Patent Publication Number: US-4580891-A

Title: Optical positioning apparatus for electrophotographic copying machine

Description:
BACKGROUND OF THE INVENTION 
     The present invention relates to an electrophotographic copying machine and, more particularly, to an optical apparatus for an electrophotographic copying machine of the type able to make copies at different magnification. 
     An electrophotographic copying machine produces an electrostatic latent image on a photoreceptor corresponding to a pattern image on a document such as a manuscript or book to be copied. Toner particles are electrostatically adhered to the latend image, so that the latent image becomes visible as a toner image. The toner image on the photoreceptor is transferred onto a copy paper via a transference charger. 

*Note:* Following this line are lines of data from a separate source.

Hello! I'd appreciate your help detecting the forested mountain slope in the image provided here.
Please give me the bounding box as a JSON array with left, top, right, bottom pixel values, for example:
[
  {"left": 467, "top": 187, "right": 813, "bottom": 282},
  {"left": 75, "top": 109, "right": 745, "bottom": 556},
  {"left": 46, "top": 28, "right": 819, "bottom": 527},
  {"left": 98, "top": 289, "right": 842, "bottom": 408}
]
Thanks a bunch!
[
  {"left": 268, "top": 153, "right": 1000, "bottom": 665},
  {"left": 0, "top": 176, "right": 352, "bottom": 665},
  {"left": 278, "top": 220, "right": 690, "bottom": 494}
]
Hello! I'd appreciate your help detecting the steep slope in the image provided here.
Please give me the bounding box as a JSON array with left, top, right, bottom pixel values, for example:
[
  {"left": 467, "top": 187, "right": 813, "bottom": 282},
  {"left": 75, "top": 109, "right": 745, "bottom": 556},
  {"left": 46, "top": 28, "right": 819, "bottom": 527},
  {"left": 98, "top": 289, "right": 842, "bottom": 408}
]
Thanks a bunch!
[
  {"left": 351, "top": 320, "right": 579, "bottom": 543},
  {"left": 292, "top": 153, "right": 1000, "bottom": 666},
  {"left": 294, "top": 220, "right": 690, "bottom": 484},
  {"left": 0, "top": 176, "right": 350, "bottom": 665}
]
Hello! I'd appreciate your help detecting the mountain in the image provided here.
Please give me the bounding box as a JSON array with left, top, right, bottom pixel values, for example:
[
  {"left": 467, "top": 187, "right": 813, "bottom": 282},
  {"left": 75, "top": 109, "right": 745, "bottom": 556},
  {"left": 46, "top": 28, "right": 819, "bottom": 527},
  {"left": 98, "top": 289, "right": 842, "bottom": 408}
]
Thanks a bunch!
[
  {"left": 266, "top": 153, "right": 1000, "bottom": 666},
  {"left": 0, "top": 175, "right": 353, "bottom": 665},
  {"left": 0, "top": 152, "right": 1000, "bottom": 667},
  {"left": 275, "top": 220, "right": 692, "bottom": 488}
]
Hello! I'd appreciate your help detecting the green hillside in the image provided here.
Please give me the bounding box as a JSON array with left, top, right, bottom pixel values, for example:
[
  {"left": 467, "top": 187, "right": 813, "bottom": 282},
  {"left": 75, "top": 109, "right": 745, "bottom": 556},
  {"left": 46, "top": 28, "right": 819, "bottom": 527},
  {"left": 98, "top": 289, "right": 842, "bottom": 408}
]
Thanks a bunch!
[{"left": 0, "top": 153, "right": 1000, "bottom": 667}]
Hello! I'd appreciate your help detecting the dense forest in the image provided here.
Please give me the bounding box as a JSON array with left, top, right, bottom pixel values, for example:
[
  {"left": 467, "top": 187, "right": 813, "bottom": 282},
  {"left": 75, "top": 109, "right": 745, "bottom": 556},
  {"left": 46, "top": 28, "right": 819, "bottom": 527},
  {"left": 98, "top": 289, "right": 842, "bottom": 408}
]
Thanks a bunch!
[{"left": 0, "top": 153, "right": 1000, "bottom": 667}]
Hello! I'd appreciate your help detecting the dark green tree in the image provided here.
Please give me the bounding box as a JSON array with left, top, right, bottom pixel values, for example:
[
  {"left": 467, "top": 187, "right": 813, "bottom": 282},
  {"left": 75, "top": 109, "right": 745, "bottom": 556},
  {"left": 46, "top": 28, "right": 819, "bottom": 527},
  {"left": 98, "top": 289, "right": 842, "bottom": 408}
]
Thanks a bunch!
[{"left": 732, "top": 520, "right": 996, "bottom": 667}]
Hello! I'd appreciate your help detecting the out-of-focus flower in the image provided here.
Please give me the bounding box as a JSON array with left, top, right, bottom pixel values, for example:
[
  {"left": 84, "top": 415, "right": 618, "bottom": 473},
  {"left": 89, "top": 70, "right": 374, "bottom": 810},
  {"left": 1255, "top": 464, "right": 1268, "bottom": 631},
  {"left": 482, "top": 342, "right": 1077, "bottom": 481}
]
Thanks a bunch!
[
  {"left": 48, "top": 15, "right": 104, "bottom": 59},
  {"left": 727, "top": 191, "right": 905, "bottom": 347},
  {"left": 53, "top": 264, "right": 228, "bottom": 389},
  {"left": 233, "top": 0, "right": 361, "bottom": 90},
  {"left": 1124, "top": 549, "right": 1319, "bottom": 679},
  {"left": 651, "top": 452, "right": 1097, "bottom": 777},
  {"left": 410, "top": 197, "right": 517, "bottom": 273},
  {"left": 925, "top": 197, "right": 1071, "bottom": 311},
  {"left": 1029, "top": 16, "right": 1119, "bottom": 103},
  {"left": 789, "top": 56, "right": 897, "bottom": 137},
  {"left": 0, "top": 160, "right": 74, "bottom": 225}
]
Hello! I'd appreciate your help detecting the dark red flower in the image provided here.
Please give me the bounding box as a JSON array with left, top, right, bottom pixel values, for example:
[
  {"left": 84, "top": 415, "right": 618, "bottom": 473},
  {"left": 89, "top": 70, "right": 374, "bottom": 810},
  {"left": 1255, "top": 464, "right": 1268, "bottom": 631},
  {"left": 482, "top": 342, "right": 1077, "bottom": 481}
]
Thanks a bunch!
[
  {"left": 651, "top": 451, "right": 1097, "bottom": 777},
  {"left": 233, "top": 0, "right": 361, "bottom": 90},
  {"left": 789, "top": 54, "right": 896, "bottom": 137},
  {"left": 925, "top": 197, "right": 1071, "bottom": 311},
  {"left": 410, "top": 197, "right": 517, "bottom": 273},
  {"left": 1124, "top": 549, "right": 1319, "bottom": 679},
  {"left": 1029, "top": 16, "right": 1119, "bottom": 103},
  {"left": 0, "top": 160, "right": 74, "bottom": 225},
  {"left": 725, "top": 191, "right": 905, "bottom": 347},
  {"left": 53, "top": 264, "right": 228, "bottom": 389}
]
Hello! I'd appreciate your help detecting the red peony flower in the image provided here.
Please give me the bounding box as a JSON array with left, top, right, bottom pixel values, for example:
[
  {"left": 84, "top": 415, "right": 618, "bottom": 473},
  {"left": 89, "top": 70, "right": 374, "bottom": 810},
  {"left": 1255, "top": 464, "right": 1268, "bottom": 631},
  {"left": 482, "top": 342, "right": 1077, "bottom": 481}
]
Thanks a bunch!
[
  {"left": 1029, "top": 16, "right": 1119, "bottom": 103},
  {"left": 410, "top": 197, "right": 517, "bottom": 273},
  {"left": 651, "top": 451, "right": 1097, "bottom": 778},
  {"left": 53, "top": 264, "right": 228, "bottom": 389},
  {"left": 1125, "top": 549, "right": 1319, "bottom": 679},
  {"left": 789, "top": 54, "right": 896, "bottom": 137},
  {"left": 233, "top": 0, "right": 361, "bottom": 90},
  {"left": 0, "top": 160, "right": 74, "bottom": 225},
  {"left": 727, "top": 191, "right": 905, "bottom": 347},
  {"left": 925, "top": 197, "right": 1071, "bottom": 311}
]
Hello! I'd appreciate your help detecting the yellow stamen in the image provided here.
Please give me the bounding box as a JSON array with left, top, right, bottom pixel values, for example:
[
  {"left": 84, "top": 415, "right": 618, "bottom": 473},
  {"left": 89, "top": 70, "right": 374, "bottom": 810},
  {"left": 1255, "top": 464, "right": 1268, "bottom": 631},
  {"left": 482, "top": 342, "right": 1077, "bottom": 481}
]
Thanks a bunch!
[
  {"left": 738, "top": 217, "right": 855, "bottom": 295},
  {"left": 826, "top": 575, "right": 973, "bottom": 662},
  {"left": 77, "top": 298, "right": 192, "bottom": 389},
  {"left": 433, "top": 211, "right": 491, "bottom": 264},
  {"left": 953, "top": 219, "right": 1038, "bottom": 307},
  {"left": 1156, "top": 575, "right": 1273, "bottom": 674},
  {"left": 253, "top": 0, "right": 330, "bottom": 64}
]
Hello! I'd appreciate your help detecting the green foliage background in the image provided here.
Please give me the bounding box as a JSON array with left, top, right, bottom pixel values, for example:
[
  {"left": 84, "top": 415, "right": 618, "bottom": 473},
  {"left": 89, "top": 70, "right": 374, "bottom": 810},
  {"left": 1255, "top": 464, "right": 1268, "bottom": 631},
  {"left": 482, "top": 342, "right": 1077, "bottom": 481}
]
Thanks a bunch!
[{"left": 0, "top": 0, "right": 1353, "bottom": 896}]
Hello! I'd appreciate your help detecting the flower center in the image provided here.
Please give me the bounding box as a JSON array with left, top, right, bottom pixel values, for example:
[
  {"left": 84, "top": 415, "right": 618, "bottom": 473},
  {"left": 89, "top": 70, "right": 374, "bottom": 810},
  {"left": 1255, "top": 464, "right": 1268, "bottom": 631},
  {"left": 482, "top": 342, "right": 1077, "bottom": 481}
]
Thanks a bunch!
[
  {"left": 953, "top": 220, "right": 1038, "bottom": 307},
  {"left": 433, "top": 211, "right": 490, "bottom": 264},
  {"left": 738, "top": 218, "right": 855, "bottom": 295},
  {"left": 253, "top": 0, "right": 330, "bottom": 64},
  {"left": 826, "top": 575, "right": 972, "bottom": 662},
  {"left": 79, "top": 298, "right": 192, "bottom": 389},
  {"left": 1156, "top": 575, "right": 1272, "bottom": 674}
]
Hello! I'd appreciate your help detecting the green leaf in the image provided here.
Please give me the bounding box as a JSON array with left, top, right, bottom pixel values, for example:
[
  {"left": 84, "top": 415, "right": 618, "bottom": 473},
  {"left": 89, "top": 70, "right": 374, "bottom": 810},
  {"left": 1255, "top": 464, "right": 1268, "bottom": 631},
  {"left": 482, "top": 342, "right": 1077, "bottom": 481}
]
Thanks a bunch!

     In some types of electrophotographic copying machines, there is employed an optical apparatus comprising a plurality of mirrors and an objective lens assembly for forming an image of an original to be copied on the photoreceptor. The plurality of mirrors and the objective lens assembly are moved to change magnification of the original image. 
     Conventionally, a lens and mirrors must be moved independently so that the optical apparatus becomes complex. Therefore, it is desired to provide an improved simplified optical apparatus. 
     SUMMARY OF THE INVENTION 
     Accordingly, it is an object for the present invention to provide an improved optical apparatus of an electrophotographic copying machine for changing original magnification. 
     It is another object of the present invention to provide an improved optical apparatus for an electrophotographic copying machine for moving a lens and a mirror by driving a single shaft means. 
     It is a further object of the present invention to provide an improved optical apparatus for an electrophotograhic copying machine, the optical apparatus comprising a lens base unit, a mirror base unit, and a driving unit, in which the lens base unit and the mirror base unit are moved by driving a single shaft means. 
     Briefly described, in accordance with the present invention, an optical apparatus for an electrophotographic copying machine comprises a lens base unit, a mirror base unit, and a driving unit. The lens base unit and the mirror base unit are independently moved by driving a single shaft means.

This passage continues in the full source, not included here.